In short, most Canadians agree that some law to protect fetuses/unborn children is needed, although they don’t agree at which precise point it should apply.
To find some common ground, we have to stop allowing people with views at the far ends of either the pro-choice spectrum or the pro-life spectrum to dominate the debate, as they now do, especially in the mainstream media. For too long, the battles between those on each extreme have prevented the nuanced discussion with which most Canadians can identify. We need to work together and build on the existing consensus, rather than focus just on differences. In short, we need to start our discussions from where we agree, not where we disagree.
Most Canadians will agree that abortion is always a serious ethical issue, and that it is a separate question when it should become a legal issue.
We can also agree there is a big difference between not prohibiting something legally – for instance, first trimester abortion – and approving of it. Moreover, the absence of a legal prohibition does not mean that the conduct not prohibited is ethically or morally acceptable.
Choosing a 12 to 14 week cut-off, as in several European countries, before legal restrictions on abortion apply, is to focus our law on a point between having no legal restrictions on any abortion — our current situation in Canada — and having a total prohibition. I believe it’s an approach a majority of Canadians will accept, no matter on which side of the abortion debate they would classify themselves, because many Canadians hold a more nuanced position than the ones usually attributed to each side.
What I am proposing is that in the first trimester, the message that abortion is always a very serious ethical decision should be delivered through persuasion, that is, other than by using law, but after that law should be employed.

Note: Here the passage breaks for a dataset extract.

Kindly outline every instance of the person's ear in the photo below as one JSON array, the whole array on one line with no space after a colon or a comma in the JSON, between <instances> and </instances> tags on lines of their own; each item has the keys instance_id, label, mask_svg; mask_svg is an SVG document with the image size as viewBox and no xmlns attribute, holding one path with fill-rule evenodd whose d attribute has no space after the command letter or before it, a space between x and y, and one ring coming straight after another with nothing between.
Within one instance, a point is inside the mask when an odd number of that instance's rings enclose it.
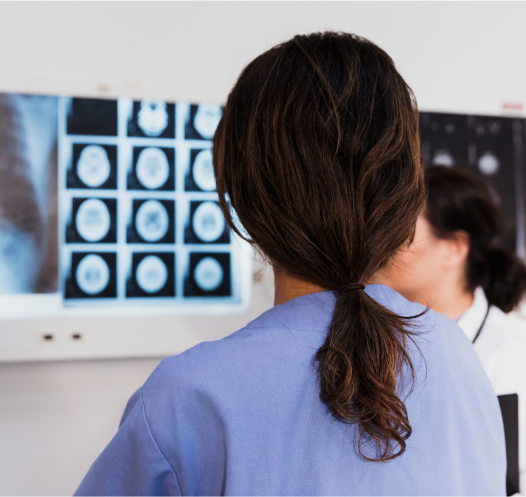
<instances>
[{"instance_id":1,"label":"person's ear","mask_svg":"<svg viewBox=\"0 0 526 497\"><path fill-rule=\"evenodd\" d=\"M442 240L445 253L442 259L446 267L458 267L464 264L469 254L469 235L465 231L456 231L453 236Z\"/></svg>"}]
</instances>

Allowing an early period in pregnancy, when women can seek unbiased counseling without fear of criminal prosecution, could help them to decide against having an abortion. That requires we ensure there are facilities readily available for crisis pregnancy counseling, which are not abortion clinics.

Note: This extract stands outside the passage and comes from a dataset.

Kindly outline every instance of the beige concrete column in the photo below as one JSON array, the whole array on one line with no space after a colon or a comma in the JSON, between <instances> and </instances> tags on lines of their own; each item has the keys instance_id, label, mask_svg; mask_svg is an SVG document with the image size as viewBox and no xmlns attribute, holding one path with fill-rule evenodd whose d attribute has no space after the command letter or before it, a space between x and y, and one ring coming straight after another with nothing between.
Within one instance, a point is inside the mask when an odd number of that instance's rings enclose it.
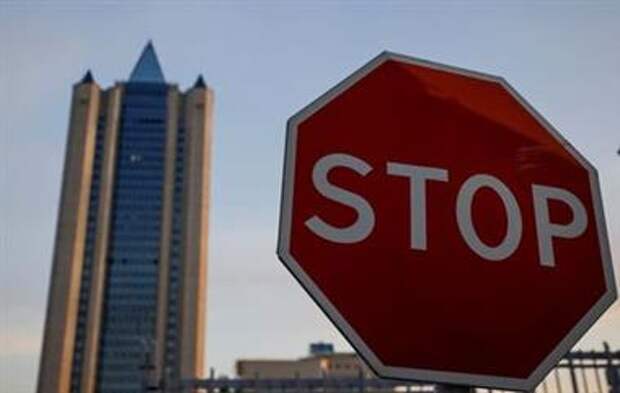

The most relevant analogy here is to the decriminalization of suicide to try to prevent it, because suicidal people and their families would be more likely to seek help, if they were not threatened with criminal prosecution.
And, just as we have supportive, non-coercive suicide prevention programs, we need to consider supportive, non-coercive abortion prevention programs. For instance, a woman with a crisis pregnancy should know that, if she decides against abortion, she will be offered fully adequate psychological and social support. Such an offer is required, if for no other reason, to obtain a valid – non-coerced – informed consent to abortion, should that be the woman’s decision.

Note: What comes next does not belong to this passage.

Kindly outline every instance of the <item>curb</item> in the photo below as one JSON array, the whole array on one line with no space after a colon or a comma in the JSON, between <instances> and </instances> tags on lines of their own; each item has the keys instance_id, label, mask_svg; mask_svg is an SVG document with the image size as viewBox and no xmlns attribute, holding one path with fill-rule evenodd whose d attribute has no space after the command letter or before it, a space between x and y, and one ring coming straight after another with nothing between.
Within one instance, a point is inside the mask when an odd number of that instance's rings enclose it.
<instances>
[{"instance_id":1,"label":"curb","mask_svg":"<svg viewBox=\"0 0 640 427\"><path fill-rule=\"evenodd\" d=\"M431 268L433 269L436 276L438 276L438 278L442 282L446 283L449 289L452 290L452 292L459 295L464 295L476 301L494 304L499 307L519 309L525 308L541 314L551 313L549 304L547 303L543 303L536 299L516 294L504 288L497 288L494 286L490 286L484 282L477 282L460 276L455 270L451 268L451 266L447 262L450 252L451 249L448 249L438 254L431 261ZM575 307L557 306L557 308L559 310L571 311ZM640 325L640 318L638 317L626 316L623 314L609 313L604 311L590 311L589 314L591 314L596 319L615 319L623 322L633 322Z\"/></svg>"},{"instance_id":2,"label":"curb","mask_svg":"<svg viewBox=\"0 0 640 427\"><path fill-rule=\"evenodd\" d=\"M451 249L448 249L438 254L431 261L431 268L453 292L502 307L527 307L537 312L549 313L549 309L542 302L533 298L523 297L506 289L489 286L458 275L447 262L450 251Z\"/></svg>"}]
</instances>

Another reason not to use law in the first trimester includes a practical consideration, namely, that the availability of chemical abortifacients means the law won’t prevent abortions in that period. Ineffective law brings the law, in general, into disrespect.
Our current lack of any legal protection of unborn children results from a total failure of our ethical imaginations as to what abortion involves. That failure is demonstrated, I suggest, by a counter example, namely, pro-choice advocates’ outraged reaction to an approach that activates our ethical imaginations and moral intuitions, the display of graphic images of aborted fetuses, for instance, on Canadian university campuses.
Unrestricted abortion in the 21st Century is the equivalent of the ancient practice of putting babies on rocks to die. Many people today seem to be as blind to the wrongs of the former, as people in the past were to infanticide. I believe future generations of Canadians will look back on our current approach to abortion as one of the great human tragedies.
Margaret Somerville is director of the McGill Centre for Medicine, Ethics and Law.